3 minute breathing space method

With your eyes open or closed, depending on what you are comfortable with

First turn your attention to your feet, make sure that you place them in contact with the floor or ground.

Bring your felt experience to the soles of your feet, in contact with the ground or earth, which is supporting you. Bringing awareness to our feet in contact with the ground automatically helps stabilise the mind.

Next turn your attention to your breath and notice how you are breathing. Is the breath deep or shallow, fast or slow for instance. Without changing the breath just allow your awareness to deepen around the breath.

Follow your breath from your nose or mouth down to your lungs, notice the rising and falling of your chest or diaphragm, enjoy the simple act of breathing.

Next expand your awareness to include how your body is placed. Are you sitting, standing or leaning? For example. How does your body feel? Are your shoulders tense, are you frowning or feeling keyed up? Or are you fairly relaxed, calm and enjoying yourself?
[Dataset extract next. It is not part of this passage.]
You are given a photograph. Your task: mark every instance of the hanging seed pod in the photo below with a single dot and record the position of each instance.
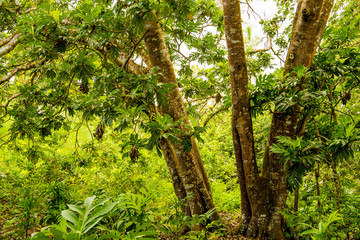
(134, 154)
Whatever you find in your experience just bring an open and friendly attitude to it.

Next expand your awareness to include your mind and feelings. Notice for instance if you are alert, relaxed, feeling stuck, concentrated, irritated, sleepy, calm or so on.
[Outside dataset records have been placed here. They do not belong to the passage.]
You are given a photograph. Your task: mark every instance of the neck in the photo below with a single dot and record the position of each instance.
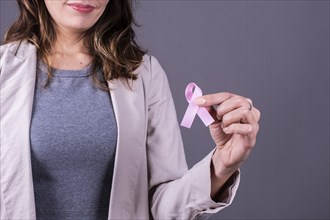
(69, 43)
(69, 52)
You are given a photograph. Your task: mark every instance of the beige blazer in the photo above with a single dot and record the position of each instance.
(150, 180)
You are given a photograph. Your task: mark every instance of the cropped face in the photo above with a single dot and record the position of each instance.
(75, 15)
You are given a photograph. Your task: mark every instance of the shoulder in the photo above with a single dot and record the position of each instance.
(21, 49)
(150, 70)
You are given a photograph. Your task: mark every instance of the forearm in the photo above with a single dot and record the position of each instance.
(219, 177)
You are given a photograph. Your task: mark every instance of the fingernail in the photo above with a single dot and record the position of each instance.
(199, 101)
(226, 129)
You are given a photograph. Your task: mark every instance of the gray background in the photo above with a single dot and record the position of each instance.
(276, 53)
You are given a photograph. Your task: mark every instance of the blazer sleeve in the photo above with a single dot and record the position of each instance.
(175, 191)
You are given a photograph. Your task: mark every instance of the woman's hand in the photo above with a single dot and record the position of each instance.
(234, 132)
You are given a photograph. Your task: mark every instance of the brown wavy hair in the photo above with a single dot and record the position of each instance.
(111, 40)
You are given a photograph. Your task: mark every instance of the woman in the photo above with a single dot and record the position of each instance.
(89, 128)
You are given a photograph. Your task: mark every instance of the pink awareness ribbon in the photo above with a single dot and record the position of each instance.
(192, 92)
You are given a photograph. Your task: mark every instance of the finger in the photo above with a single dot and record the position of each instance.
(213, 99)
(256, 113)
(237, 128)
(232, 104)
(246, 130)
(241, 114)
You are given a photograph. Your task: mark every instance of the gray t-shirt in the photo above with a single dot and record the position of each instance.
(73, 141)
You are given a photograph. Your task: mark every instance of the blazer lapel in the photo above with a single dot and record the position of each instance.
(130, 109)
(17, 90)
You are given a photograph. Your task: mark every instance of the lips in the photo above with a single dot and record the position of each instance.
(82, 8)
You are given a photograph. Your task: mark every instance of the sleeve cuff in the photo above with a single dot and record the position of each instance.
(202, 174)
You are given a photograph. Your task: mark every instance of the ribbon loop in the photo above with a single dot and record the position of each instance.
(192, 92)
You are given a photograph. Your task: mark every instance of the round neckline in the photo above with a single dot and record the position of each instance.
(86, 71)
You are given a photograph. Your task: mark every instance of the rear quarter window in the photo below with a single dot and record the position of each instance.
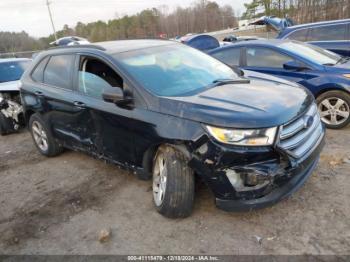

Again with a friendly attitude towards your experience and without getting entangled in any thoughts or emotions, just become aware of the broad activity of your mind.

Finally come back to a whole experience of yourself, in contact with the ground, body, breath and mind.

Take a deep breath, let it go and then allow your awareness to move out into the situation around you.

By practicing this 3 minute Breathing Space regularly, you will build your capacity for alertness, concentration, flexibility of mind and also help relax your body building resilience against stress.